Florida school districts could create networks of autonomous public schools in “innovation zones” under a new proposal in the state House.
It’s the latest iteration of an autonomous-school concept in HB 7055. That bill awaits final action today by the Senate Appropriations Committee.
The Senate has proposed a different model. Its “franchise schools” proposal would allow top principals to create mini-networks that combine high-performing campuses with struggling turnaround schools. Those schools would remain under direct district control, rather than under independent oversight boards, as the House first proposed.
Rep. Manny Diaz, R-Hialeah, is a former public-school administrator and the House education budget chief. He added the new “innovation zone” proposal to HB 495, a separate education bill.
It would eliminate the independent boards, which created some controversy during previous House hearings.
Here’s a key provision spelling out the new concept:
To encourage further innovation and expand the reach of highly effective principals trained through this program district school boards may authorize these principals to manage multiple schools within a zone.

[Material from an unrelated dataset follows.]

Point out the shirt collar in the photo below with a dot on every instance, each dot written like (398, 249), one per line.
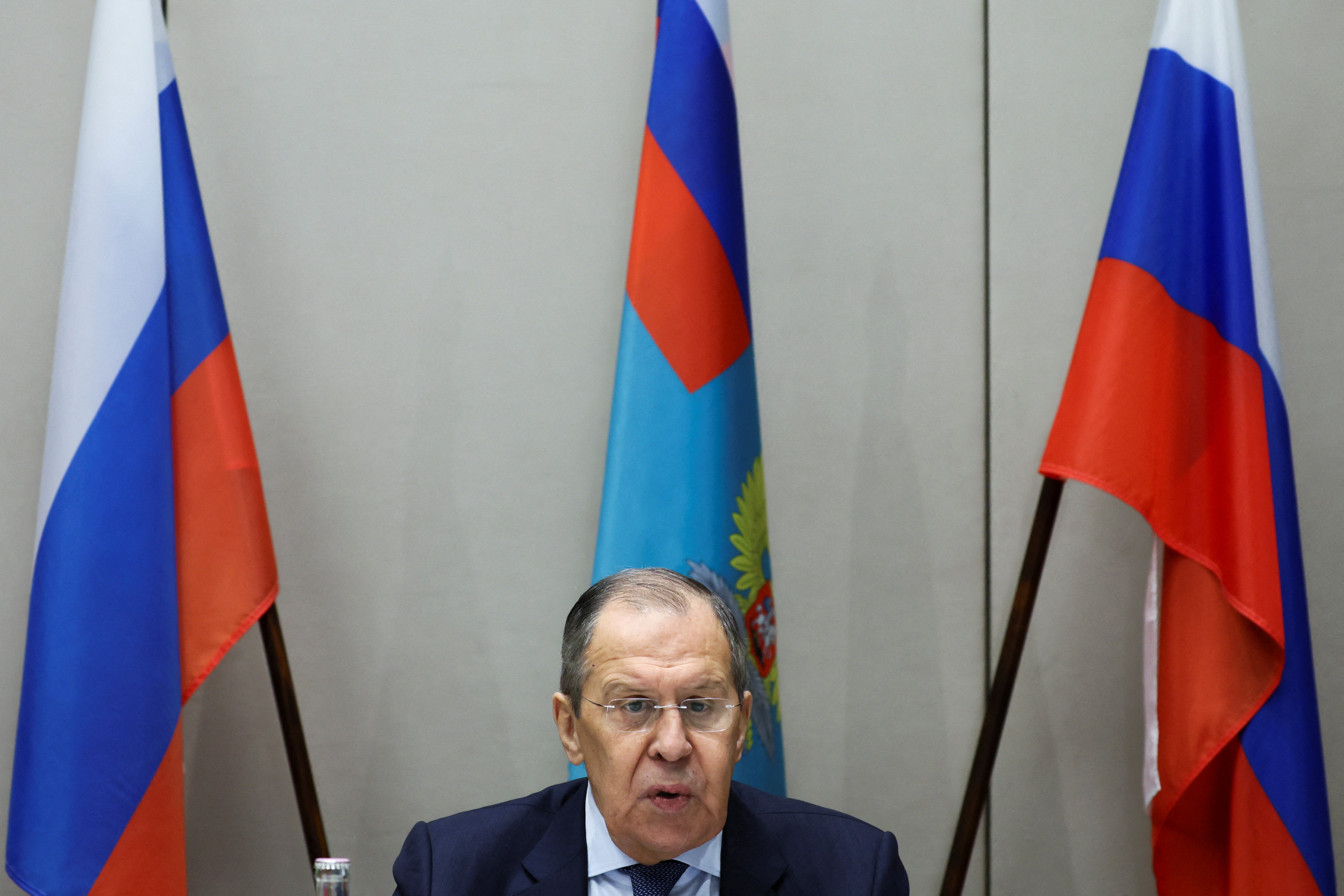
(605, 856)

A zone may include the school at which the principal is assigned, persistently low-performing schools, feeder pattern schools, or a group of schools identified by the school district. The principal may allocate resources and personnel between the schools under his or her administration.

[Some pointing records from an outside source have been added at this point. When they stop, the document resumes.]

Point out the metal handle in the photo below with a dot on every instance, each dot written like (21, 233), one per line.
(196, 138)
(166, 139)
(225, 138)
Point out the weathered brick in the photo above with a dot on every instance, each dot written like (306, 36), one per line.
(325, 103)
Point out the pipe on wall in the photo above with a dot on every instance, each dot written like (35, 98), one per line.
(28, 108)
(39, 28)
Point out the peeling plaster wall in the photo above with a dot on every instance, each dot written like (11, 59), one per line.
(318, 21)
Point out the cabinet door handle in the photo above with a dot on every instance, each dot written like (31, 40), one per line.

The measure would also expand a public-school principal autonomy program.
The House Education Committee approved the revised measure today without debate, in what could be a move toward the legislative endgame between the House and Senate. It creates a new avenue for lawmakers to pass the autonomous-schools concept, as well as provisions of HB 7055 affecting charter schools. That could matter in the coming days, as the specifics of the wide-ranging education legislation remain unclear.